Will it still act like this model or will it retrain it entirely and make it act different?

Moonshot AI org

You can refer to our kimi-vl report https://arxiv.org/abs/2504.07491. The act should be similar but cannot be exact the same.

Moonshot AI org

Thank you for your interest in the vision-enabled version. We will ship the vision-enabled version when it meets our expectations on such a scale. And we hope when it is here, it shall not let you down.

As for a prototype on tiny vision-language models, please refer to Kimi-VL-A3B: https://huggingface.co/moonshotai/Kimi-VL-A3B-Thinking-2506.

Hey @teowu @lsw825 is it feasible to finetune the moonshotai/Kimi-K2-Instruct or Base for vision in your assessment? Or should the prototype VL model mentioned above be sufficient for general video tasks as a SOTA open weights VL model as of today?
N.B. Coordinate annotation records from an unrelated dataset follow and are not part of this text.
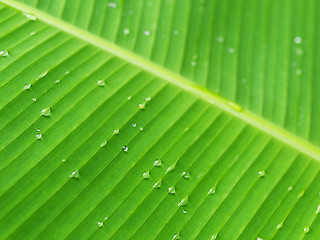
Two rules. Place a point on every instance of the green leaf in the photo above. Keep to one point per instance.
(159, 119)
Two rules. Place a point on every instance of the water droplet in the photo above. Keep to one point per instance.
(170, 168)
(157, 163)
(125, 148)
(261, 173)
(30, 16)
(172, 190)
(235, 106)
(43, 74)
(212, 191)
(38, 136)
(75, 174)
(318, 210)
(103, 143)
(157, 184)
(297, 40)
(27, 86)
(299, 51)
(176, 236)
(185, 174)
(146, 175)
(214, 236)
(279, 225)
(46, 112)
(4, 53)
(112, 4)
(101, 83)
(300, 195)
(231, 50)
(142, 105)
(183, 202)
(220, 39)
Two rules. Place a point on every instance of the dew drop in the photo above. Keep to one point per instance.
(4, 53)
(27, 86)
(46, 112)
(300, 195)
(101, 83)
(297, 40)
(38, 136)
(30, 16)
(172, 190)
(214, 236)
(142, 105)
(157, 163)
(235, 106)
(103, 143)
(157, 184)
(176, 236)
(185, 174)
(75, 174)
(146, 175)
(170, 168)
(261, 173)
(183, 202)
(279, 226)
(212, 191)
(318, 210)
(43, 74)
(126, 31)
(125, 148)
(220, 39)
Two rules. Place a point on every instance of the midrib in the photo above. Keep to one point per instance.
(201, 92)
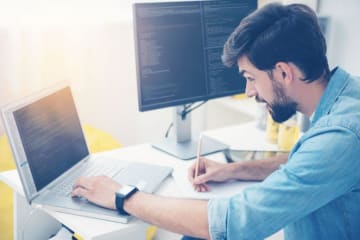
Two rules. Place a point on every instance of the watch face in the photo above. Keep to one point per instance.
(125, 190)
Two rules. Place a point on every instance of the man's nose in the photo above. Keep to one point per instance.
(250, 89)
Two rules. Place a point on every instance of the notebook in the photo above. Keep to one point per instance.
(51, 152)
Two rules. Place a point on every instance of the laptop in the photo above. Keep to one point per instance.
(51, 152)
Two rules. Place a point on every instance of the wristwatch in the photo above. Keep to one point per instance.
(125, 192)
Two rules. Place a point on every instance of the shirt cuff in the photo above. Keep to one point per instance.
(217, 215)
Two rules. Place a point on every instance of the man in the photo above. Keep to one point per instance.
(314, 193)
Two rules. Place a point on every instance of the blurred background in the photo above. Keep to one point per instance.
(90, 44)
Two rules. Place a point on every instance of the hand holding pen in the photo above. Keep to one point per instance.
(205, 170)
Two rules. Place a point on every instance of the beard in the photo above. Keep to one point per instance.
(283, 107)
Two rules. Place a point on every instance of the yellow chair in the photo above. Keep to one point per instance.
(6, 195)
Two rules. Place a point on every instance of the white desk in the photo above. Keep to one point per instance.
(44, 224)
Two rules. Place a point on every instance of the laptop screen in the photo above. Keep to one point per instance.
(51, 136)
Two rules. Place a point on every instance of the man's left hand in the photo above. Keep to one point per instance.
(99, 190)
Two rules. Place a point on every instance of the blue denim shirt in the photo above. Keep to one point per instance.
(316, 194)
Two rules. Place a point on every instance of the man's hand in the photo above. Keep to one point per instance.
(99, 190)
(208, 171)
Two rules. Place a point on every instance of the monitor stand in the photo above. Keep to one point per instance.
(182, 145)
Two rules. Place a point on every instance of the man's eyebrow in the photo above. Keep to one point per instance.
(242, 72)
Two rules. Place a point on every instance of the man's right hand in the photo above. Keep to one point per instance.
(208, 171)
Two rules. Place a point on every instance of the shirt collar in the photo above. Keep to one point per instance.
(333, 89)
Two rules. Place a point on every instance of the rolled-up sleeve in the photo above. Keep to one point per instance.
(316, 173)
(217, 209)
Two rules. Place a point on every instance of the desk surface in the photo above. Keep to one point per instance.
(244, 136)
(91, 228)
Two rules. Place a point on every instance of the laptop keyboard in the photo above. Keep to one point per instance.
(65, 188)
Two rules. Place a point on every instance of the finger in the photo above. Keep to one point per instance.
(191, 173)
(80, 192)
(202, 179)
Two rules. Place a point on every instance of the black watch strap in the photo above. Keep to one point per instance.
(120, 199)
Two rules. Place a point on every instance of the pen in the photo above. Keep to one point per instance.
(198, 156)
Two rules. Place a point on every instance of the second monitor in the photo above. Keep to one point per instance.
(178, 56)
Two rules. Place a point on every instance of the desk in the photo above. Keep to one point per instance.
(93, 229)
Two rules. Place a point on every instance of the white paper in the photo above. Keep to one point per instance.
(226, 189)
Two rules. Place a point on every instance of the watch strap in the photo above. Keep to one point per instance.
(120, 200)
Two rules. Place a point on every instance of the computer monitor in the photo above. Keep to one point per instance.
(178, 58)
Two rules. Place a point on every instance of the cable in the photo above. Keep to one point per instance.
(187, 109)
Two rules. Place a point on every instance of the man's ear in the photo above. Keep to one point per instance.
(285, 72)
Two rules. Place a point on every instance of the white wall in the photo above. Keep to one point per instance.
(344, 38)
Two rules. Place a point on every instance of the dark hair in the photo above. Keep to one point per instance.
(275, 33)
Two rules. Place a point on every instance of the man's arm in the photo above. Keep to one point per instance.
(189, 217)
(245, 170)
(258, 169)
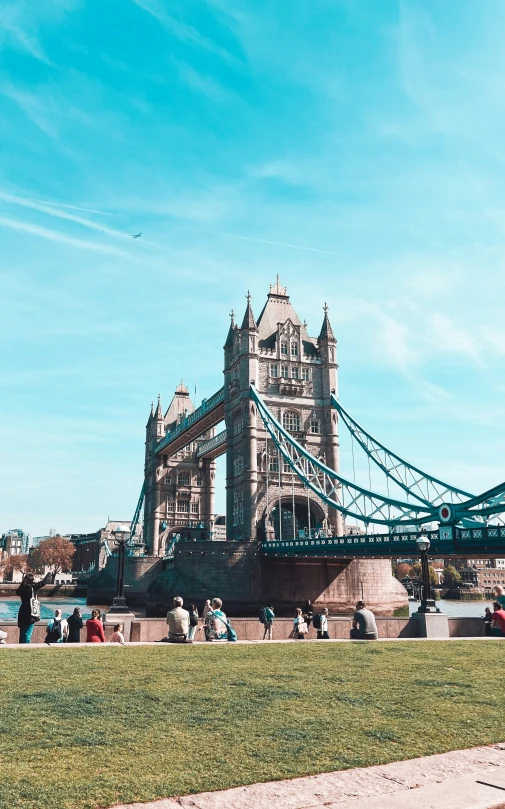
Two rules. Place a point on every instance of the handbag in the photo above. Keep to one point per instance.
(34, 606)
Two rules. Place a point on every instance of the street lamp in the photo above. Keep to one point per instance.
(121, 536)
(427, 603)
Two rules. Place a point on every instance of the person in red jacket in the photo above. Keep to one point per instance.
(94, 628)
(498, 620)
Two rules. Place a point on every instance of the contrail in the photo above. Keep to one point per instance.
(264, 241)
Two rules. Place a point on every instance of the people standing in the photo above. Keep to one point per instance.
(75, 625)
(178, 623)
(267, 619)
(487, 621)
(322, 632)
(56, 629)
(193, 621)
(117, 636)
(300, 625)
(29, 611)
(498, 620)
(94, 628)
(216, 622)
(363, 623)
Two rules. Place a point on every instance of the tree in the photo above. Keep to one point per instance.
(55, 553)
(451, 576)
I'm particuarly interested in the agentic capabilities from K2, so am not sure if Kimi-VL-A3B-Thinking-2506 will perform similarly and respond to agentic tool usage well, but I have not yet tested it against tasks.

Moonshot AI org

No, we didn't optimize Kimi-VL-A3B-Thinking-2506 for agentic tool usage

are you planning to open source kimi's chat platform? with context management, ocr etc? or not at all.

As a software engineer, I hope you'd train (not now or in next model, maybe much later) on more RFC standards by IETF (e.g. Test by making it recall every section title/content with just the RFC number + Section number, in random contexts.. but without making it break instructions of current context of course.), programming docs such as latest versions of frameworks and libraries; cause its current technical knowledge retrieval is awesome, but still could be more awesome of course.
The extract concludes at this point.